L’histoire de l’innovation en matière de respirateur artificiel à Gaza est celle de la violence structurelle historique, apparaissant sous de nouvelles formes dans le contexte du COVID-19.

Un tel équipement devrait normalement passer par de multiples séries de tests à grande échelle avant d’être mis en service, mais ce n’est pas une option à Gaza. Comme beaucoup dans son secteur, Sharaf craint profondément que l’on soit forcé de les utiliser avant qu’ils ne soient techniquement sûrs. Les respirateurs artificiels sont essentiels dans la réponse à la pandémie, mais le marché mondial hautement compétitif et les prix élevés du marché font qu’il est impossible d’envisager de les importer à Gaza – même si de telles importations étaient autorisées par le blocus.

Même au milieu de ces préoccupations, des respirateurs artificiels basiques comme celui-ci pourraient sauver des vies.
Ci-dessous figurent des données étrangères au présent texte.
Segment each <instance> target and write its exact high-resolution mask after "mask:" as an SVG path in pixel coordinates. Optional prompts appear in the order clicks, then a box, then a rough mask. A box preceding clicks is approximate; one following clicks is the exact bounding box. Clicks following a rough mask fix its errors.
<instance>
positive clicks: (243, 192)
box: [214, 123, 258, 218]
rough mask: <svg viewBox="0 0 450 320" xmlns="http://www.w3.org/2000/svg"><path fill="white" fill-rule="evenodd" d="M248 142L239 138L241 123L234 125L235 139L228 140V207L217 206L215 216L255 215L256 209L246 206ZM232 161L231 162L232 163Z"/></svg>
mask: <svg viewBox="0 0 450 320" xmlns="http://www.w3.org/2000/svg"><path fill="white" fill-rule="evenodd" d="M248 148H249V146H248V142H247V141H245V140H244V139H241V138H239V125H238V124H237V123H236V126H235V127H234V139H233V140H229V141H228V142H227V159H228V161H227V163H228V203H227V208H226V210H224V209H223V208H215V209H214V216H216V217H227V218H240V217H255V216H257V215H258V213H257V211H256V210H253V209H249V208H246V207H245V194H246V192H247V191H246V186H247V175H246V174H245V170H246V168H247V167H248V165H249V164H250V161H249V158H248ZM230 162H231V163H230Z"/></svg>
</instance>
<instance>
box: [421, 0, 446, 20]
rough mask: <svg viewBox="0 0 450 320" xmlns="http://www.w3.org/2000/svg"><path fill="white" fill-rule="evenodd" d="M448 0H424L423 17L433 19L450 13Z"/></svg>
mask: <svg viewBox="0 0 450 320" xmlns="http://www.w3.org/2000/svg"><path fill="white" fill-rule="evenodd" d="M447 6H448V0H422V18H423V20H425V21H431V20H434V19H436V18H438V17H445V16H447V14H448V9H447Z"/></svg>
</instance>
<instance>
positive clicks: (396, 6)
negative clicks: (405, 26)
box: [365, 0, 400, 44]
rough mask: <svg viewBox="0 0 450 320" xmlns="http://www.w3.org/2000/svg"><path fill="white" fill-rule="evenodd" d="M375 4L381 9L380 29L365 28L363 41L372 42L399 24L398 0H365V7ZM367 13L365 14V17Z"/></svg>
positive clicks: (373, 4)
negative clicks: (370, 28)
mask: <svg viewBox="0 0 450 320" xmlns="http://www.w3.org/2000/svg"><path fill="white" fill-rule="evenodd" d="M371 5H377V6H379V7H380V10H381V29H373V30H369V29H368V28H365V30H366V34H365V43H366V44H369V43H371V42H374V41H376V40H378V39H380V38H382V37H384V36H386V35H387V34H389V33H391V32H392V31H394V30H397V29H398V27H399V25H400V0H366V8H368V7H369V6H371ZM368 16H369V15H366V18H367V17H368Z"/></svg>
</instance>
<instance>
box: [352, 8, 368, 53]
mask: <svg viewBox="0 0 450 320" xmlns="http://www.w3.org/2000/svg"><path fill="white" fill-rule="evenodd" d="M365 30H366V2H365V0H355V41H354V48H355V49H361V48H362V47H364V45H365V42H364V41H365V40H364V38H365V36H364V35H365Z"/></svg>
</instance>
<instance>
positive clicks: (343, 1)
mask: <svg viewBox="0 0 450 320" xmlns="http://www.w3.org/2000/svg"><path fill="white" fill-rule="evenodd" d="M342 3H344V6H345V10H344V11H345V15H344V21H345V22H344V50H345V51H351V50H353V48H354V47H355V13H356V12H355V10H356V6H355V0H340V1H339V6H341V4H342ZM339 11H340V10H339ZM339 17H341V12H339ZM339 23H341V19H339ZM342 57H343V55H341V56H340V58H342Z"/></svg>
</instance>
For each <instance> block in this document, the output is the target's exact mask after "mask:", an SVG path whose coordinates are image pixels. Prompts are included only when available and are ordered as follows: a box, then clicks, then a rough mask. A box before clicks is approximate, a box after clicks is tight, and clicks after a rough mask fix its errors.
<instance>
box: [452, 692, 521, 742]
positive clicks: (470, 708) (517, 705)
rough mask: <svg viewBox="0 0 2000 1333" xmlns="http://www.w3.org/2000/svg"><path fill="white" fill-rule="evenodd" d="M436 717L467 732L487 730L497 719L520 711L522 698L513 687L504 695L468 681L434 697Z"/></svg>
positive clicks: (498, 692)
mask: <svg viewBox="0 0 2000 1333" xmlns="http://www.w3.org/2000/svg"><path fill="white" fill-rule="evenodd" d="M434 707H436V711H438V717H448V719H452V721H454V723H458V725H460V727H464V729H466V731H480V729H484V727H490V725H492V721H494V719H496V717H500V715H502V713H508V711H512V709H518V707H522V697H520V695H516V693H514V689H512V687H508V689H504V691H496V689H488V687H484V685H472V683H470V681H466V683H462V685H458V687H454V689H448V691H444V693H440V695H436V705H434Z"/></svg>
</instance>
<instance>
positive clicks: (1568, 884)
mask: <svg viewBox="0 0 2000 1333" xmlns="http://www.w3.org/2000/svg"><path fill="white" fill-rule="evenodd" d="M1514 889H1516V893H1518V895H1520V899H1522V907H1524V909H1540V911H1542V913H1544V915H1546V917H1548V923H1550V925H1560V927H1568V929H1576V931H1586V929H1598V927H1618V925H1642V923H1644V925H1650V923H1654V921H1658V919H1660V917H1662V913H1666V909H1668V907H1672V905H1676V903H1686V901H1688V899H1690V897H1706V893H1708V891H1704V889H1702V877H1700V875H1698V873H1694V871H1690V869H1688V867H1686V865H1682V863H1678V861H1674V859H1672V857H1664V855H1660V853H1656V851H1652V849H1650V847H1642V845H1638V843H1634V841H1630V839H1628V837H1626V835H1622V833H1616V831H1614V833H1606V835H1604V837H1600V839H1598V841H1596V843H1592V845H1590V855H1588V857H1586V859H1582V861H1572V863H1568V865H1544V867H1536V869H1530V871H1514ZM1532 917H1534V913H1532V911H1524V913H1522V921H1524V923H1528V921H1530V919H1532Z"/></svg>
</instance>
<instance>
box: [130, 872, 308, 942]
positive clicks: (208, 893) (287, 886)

L’histoire de l’innovation en matière de respirateur artificiel à Gaza est celle de la violence structurelle historique, apparaissant sous de nouvelles formes dans le contexte du COVID-19. Selon le droit international en sa Quatrième Convention de Genève, Israël, en tant que puissance occupante, est responsable de la population qui vit sous son contrôle, ce qui inclut tous les Palestiniens de la bande de Gaza. Le blocus sur les fournitures médicales doit être immédiatement levé, et les Palestiniens doivent être autorisés à sortir de Gaza s’ils ont besoin d’être hospitalisés ailleurs. En l’état actuel des choses, la violence structurelle du blocus sera un déterminant fondamental de la façon dont le COVID-19 impactera la bande de Gaza.